One thing that's clear amid all the challenges in the cannabis industry over the past year is that some changes need to be made. With many competitors in the field and all of them claiming to offer growth, many investors have been willing to pay good money for not much else in return. But that's changed, and cannabis companies now need to offer more substance to attract investors. One way to help create that change is by putting different people in place at the top. Canopy Growth (NASDAQ:CGC) did that when it replaced Bruce Linton, and Tilray (NASDAQ:TLRY) has made significant changes as well. Both of the moves can pay off, and here's why.
The companies are adding some big experience into these roles
In January, Tilray announced that Michael Kruteck would become the company's new chief financial officer. Kruteck's experience as an executive at Molson Coors and CFO of Pharmaca Integrative Pharmacy will be of immense value for a company like Tilray that is in both the beverage business and healthcare. It was in December 2018 that Tilray announced it would be partnering with Anheuser Busch InBev to develop drinks for the now-legal edible cannabis market in Canada.
Tilray is also bringing on an executive from Revlon, Jon Levin, to be its chief operating officer. It's another leadership position that now has an executive with knowledge of a key industry. With various industry insights in its leadership team, Tilray looks a lot stronger and better positioned for growth in related industries. It could also help open the doors to potential merger and acquisition opportunities as well.

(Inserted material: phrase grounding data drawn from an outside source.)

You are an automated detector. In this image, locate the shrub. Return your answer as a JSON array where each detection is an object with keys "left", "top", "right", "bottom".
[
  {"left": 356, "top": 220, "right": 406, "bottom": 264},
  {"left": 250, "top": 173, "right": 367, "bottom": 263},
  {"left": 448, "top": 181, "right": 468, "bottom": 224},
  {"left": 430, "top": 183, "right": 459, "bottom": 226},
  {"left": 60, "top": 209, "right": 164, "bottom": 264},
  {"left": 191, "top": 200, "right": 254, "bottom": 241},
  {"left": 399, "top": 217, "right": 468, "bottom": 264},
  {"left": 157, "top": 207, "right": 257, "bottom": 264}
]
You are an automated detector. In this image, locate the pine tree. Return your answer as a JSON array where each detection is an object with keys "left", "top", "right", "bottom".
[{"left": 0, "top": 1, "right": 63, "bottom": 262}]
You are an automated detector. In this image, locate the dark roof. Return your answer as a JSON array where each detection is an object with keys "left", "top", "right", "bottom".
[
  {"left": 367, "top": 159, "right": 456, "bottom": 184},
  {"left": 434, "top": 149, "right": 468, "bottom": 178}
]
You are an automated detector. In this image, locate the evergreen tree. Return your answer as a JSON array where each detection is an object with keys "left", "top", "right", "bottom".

Canopy Growth made a more drastic move last summer when it let Linton go. It's taken a while to name a replacement, but last month the company announced that David Klein, the CFO of Constellation Brands, would be taking over. With more than a decade of experience at the beverage specialist, Klein brings lots of relevant industry experience into the mix, which is going to be particularly important as Canopy Growth gets more involved in developing cannabis-infused beverages.
Why these moves can make a difference
Any time a company makes a change at the top, it's an opportunity for the organization to start fresh with a new direction. Canopy Growth's new CEO has the financial experience and discipline to help keep the company's focus on the bottom line, which has been a challenge in the midst of so much growth. And with Tilray hiring a CFO with some big-company experience, it too has the opportunity to make the most of that expertise to help bring its costs down.
Managing growing companies like Tilray and Canopy Growth can be challenging, especially as new expenses continue to pop up. That's where having the discipline and structure that comes with managing a larger organization and being familiar with growth can be crucial to ensuring that costs don't get out of hand.
Keeping costs down is undoubtedly a big priority for both companies, especially as their losses continue to mount. Canopy Growth incurred net losses of more than 1.9 billion Canadian dollars over just the past 12 months. Tilray's losses have been more modest, but they've consistently been north of $30 million in each of the past four quarters, with no sign of improvement.
Investors are paying more attention to profits and cash flow. While sales growth is important, they also want to know that a company is going to be able to pay its bills before investing in it.
Key takeaways for investors
There are still some challenges ahead for Canopy Growth and Tilray, but by equipping themselves with leaders who have strong financial backgrounds with a variety of experience, they're in much better positions moving forward.
It doesn't mean that the companies will start becoming profitable next quarter, but investors should expect to at least see some evidence of more cost control, which in turn should lead to better financials. Over the long term, these moves can help make Tilray and Canopy Growth much more stable marijuana stocks to invest in.